Now, jail could be your home for a year or two as you await your day in
court. And no wrong would have been done because confinement isn't an issue
until your speedy trial has commenced. Isn't that clever?

Three-strikes laws: We all remember the guy (for God's sake, we can at
least remember him, can't we?) who was sentenced to life in prison, no
possibility of parole, for stealing a pizza.

Drug-baron laws: A woman draws the same sentence for a drug conviction
because the total weight of the morphine compound that she sold for $150
exceeded 56 grams. (Happy ending: She was resentenced to time served after
an appellate court ruled that life without parole was a mite harsh for a
first offense. Great. Only four years' hard time.)

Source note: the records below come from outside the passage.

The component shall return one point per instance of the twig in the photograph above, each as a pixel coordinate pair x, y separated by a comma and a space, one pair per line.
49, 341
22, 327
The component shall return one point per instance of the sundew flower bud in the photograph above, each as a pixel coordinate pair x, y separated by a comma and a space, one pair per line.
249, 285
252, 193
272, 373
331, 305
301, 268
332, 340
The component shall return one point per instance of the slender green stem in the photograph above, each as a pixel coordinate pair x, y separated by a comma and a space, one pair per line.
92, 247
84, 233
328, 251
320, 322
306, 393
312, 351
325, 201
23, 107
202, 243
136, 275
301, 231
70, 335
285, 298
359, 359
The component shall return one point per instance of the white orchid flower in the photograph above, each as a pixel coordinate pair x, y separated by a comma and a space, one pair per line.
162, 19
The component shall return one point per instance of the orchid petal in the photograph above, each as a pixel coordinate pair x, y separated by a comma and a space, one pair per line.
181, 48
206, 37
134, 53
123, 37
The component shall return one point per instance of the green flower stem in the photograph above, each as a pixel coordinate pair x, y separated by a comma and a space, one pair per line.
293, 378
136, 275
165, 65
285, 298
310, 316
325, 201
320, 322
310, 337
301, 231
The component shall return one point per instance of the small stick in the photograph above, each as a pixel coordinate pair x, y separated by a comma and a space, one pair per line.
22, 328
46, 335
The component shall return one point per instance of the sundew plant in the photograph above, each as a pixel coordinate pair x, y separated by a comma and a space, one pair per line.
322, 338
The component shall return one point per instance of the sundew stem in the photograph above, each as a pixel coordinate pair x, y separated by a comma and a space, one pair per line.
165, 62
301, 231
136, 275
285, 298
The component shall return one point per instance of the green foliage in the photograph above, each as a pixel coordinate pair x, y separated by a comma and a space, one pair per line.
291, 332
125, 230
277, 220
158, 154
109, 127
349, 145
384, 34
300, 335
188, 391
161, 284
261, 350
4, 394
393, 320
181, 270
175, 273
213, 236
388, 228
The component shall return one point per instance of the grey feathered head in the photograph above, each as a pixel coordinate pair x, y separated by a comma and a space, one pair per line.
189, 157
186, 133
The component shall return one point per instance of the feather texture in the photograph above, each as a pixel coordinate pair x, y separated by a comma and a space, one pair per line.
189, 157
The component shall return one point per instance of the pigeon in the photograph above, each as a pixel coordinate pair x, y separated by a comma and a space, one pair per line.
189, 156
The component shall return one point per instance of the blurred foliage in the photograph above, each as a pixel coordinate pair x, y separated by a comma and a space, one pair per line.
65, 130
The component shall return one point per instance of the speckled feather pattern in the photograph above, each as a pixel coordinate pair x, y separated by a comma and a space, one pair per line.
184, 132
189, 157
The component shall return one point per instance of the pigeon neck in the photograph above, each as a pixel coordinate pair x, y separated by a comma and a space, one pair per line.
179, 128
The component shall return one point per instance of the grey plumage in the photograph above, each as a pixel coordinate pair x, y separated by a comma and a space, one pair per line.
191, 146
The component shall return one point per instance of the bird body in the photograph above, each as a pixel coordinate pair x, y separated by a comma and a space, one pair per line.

Now, right here is where I await groans of disappointment from some of my
anti-government correspondents who've been sitting there asking in
disbelief, "What the hell's got into Smith? He's making sense!"

Back off. I've been editorializing against such things, as they evolved,
for more than 30 years. But here is how reality works: Once is not always;
flawed is not dysfunctional; and there's a huge difference between isolated
rotten judgments and The Way Things Are.

Nothing devised by humans can be perfect. But our system is resilient and
adaptive, able to take direct hits and still deliver most of the goods,
most of the time. I've seen no rival for it -- not majoritarianism, nor
fascism, nor theocracy nor oligarchy nor communism nor anarchy nor Naziism.
("Nazi" began as an acronym, key word "Socialist.")

I'll always be a critic of our system, but I'd die to preserve it -- and
with it the hope that self-governing people will hold onto most of what is
good about it and, over time, send most of the rest the way of the dodo.

Gene Smith is the Observer's senior editorial writer.